Orchard ha avuto inizio nello spazio di CHAN a Genova, con un’installazione che ruotava attorno a una vetrina, costruita con il legno di un castagno morto trovato nei terreni adiacenti al frutteto e accompagnata dal suono del suo abbattimento e trasformazione in tavolo. La grande teca custodiva i reperti, organici e non, che Christian aveva recuperato nei dintorni e li esponeva al pubblico, come a gettare le basi di un racconto che si sarebbe sviluppato nel tempo. La performance/concerto Coral Gardens and Their Magic che ne è seguita ha visto l’uso di altri reperti come strumenti, che si mescolavano ai suoni naturali registrati all’origine, il tutto nell’ambiente ‘sacrale’ di un ex-oratorio barocco, utilizzato questa volta per ospitare un rituale artistico, accompagnato da paramenti e costumi realizzati per l’occasione. Palazzo Nicolosio Lomellino di Genova è stato poi custode della terza stagione. In Cafhage le riprese ravvicinate della flora tropicale nella Biosfera di Renzo Piano dialogavano con la vegetazione esotica degli affreschi di Bernardo Strozzi, così come le costellazioni create dalla consunzione e dalle bruciature nelle stoffe ‘riesumate’ dal terre
no intorno al frutteto sembravano rispondere alla raffigurazione dell’Astrologia del soffitto dell’omonima sala.

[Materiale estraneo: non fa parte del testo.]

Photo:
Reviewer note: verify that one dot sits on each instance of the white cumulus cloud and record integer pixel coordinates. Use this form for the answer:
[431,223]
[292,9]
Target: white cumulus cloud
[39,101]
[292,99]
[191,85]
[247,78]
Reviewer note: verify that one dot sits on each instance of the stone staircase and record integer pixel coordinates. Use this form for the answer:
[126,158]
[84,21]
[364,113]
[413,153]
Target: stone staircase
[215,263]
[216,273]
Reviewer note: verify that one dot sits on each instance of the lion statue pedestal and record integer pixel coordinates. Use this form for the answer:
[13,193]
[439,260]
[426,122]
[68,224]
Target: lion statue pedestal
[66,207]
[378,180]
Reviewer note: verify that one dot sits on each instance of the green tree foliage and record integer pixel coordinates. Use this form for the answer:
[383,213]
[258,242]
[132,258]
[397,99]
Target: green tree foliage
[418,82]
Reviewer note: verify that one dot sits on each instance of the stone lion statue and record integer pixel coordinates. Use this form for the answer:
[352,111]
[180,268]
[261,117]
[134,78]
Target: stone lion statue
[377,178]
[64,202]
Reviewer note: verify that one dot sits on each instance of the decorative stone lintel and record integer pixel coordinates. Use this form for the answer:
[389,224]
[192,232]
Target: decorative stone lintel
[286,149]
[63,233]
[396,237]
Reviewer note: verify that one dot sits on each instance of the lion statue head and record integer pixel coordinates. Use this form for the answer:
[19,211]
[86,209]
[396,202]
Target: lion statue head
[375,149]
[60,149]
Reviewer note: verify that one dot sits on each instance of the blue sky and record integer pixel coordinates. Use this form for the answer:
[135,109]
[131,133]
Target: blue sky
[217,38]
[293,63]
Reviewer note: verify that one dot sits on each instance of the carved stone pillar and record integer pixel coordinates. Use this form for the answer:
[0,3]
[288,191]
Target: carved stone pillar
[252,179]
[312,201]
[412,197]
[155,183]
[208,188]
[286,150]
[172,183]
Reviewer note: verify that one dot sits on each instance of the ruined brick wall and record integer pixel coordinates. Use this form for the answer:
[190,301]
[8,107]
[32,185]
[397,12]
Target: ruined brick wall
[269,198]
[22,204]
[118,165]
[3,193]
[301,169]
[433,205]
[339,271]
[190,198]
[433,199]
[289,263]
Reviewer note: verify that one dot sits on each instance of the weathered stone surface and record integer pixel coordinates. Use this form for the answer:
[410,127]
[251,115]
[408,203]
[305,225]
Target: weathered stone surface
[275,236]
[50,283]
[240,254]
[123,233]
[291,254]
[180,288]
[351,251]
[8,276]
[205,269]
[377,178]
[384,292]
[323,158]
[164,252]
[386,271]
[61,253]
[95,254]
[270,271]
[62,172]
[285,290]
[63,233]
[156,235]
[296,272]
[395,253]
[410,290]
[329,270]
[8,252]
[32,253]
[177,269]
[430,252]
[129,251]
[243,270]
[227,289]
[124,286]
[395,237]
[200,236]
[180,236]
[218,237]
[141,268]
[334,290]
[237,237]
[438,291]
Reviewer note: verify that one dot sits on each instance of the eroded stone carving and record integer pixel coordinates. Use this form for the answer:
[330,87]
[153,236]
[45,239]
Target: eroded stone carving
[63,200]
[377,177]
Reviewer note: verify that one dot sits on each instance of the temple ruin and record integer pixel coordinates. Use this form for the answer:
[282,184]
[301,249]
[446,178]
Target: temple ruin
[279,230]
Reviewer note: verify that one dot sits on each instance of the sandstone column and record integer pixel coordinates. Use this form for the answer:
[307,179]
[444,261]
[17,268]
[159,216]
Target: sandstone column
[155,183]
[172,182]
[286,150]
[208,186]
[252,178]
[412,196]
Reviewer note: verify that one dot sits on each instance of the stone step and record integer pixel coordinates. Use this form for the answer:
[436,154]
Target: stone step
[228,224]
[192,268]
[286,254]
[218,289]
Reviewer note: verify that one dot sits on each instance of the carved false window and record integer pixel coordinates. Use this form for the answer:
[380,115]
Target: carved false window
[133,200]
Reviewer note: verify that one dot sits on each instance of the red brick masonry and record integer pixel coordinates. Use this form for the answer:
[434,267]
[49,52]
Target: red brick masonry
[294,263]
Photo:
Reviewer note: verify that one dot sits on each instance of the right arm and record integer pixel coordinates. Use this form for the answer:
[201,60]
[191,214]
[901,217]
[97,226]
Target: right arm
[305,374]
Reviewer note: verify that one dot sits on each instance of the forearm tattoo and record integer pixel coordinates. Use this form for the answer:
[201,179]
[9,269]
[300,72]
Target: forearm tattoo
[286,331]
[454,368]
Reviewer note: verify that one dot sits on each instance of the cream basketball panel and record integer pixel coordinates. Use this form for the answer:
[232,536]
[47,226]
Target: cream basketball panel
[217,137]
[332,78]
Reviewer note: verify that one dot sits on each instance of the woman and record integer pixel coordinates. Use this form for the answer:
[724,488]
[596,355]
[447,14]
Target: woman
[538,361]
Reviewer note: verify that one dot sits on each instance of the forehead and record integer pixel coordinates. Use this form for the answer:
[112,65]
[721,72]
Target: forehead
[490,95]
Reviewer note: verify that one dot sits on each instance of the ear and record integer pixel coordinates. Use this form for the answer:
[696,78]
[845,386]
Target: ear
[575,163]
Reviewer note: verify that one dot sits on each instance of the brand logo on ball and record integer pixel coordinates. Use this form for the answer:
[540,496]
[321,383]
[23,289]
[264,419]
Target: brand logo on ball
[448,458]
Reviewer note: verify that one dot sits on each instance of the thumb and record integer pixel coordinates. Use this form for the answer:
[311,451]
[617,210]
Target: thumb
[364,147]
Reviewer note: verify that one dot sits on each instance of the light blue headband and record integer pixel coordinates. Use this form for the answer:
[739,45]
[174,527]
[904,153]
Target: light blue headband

Con la quarta stagione, Orchard si misura con un altrove ulteriore, quello dello spazio industriale di Careof di Milano, creando un cortocircuito tra i materiali da costruzione del cantiere aperto nelle vicinanze, i trasferimenti su carta carbone delle architetture e della vegetazione nel frutteto, le tracce sonore su vinile che avevano originato il progetto e, come dei lampi, le visioni fulminee di questo luogo “così lontano, così vicino”.